Group of Japanese Buddhist statues

The Ogatamiyasako West Stone Buddhas (緒方宮迫西石仏, Ogatamiyasako nishi sekibutsu) is a group of religious statues carved in bas-relief into a tuff cliff in Ogata neighborhood of the city of Bungo-Ōno, Ōita Prefecture on the island of Kyushu, Japan. The site was designated a National Historic Site of Japan in 1934.

==Overview==
Constructing Buddha statues out of stone is widely practiced in Buddhist areas in Asia. These images can be divided into three broad types: Magaibutsu (磨崖仏), bas-relief images carved directly into a cliff face, movable independent stone Buddhas carved from cut stone, and cave Buddhas carved inside rock caves, The Inukai images can be classed as Magaibutsu.
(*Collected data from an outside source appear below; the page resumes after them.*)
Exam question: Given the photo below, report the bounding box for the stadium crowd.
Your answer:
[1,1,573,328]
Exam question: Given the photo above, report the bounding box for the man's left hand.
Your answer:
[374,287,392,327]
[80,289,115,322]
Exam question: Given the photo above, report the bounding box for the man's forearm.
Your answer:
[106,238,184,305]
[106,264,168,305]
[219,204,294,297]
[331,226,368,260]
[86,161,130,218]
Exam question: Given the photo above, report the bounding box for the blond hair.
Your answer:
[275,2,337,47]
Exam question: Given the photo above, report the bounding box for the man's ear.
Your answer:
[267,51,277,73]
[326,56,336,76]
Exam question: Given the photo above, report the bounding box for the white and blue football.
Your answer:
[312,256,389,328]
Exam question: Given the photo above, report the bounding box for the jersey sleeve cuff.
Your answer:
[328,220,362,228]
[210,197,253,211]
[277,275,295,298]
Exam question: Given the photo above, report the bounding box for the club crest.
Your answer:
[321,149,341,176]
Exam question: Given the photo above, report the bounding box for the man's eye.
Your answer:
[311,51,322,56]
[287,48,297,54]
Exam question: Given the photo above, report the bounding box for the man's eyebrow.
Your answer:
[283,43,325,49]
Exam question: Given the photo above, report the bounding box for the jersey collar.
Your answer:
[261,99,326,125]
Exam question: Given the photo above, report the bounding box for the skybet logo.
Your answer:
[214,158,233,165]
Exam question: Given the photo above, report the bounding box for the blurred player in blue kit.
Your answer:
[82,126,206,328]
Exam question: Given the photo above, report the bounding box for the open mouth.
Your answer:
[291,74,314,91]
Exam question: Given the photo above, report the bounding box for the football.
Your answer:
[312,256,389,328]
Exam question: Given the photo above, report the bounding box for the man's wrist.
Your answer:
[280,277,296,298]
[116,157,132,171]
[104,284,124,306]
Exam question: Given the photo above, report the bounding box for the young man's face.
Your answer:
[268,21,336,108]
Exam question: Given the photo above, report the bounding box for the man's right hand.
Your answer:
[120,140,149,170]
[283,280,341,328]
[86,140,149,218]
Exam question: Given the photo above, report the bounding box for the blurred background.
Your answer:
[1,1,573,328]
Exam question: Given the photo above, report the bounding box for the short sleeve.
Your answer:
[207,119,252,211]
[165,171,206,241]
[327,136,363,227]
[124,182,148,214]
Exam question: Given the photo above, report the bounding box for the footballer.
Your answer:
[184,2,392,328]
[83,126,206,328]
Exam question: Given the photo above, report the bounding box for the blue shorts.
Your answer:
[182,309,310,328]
The Ogatamiyasako West Stone images are carved into a cliff on the west side of a hill that juts out on the right bank of the Ogata River, a tributary of the Ōno River. It is said to have been built by Ogata Koreyoshi, a Bungo samurai-priest. The images are a trio of bas-relief statues centered round a Shaka Nyorai, with Amida Nyorai on the right and Yakushi Nyorai on the left. The statues are 1.4 meters high, and are carved from the back wall to a thickness similar to that of a round carving. Each has spiral hair, long faces, thick eyebrows, stern eyes, and full body, and the coloring remains in relatively good preservation. The flesh is ocher, the front of the clothes is vermilion, the folds are ultramarine blue, the eyebrows, eyes, and beard are painted in ink, and the lips are painted in ink. is dotted with vermilion.The statues date from the late Heian period

Approximately 500 meters away is the Ogatamiyasako East Stone Buddhas, which is also designated as a National Historic Site.

The site is approximately 36 minutes walk from Ogata Station on the JR Kyushu Hōhi Main Line.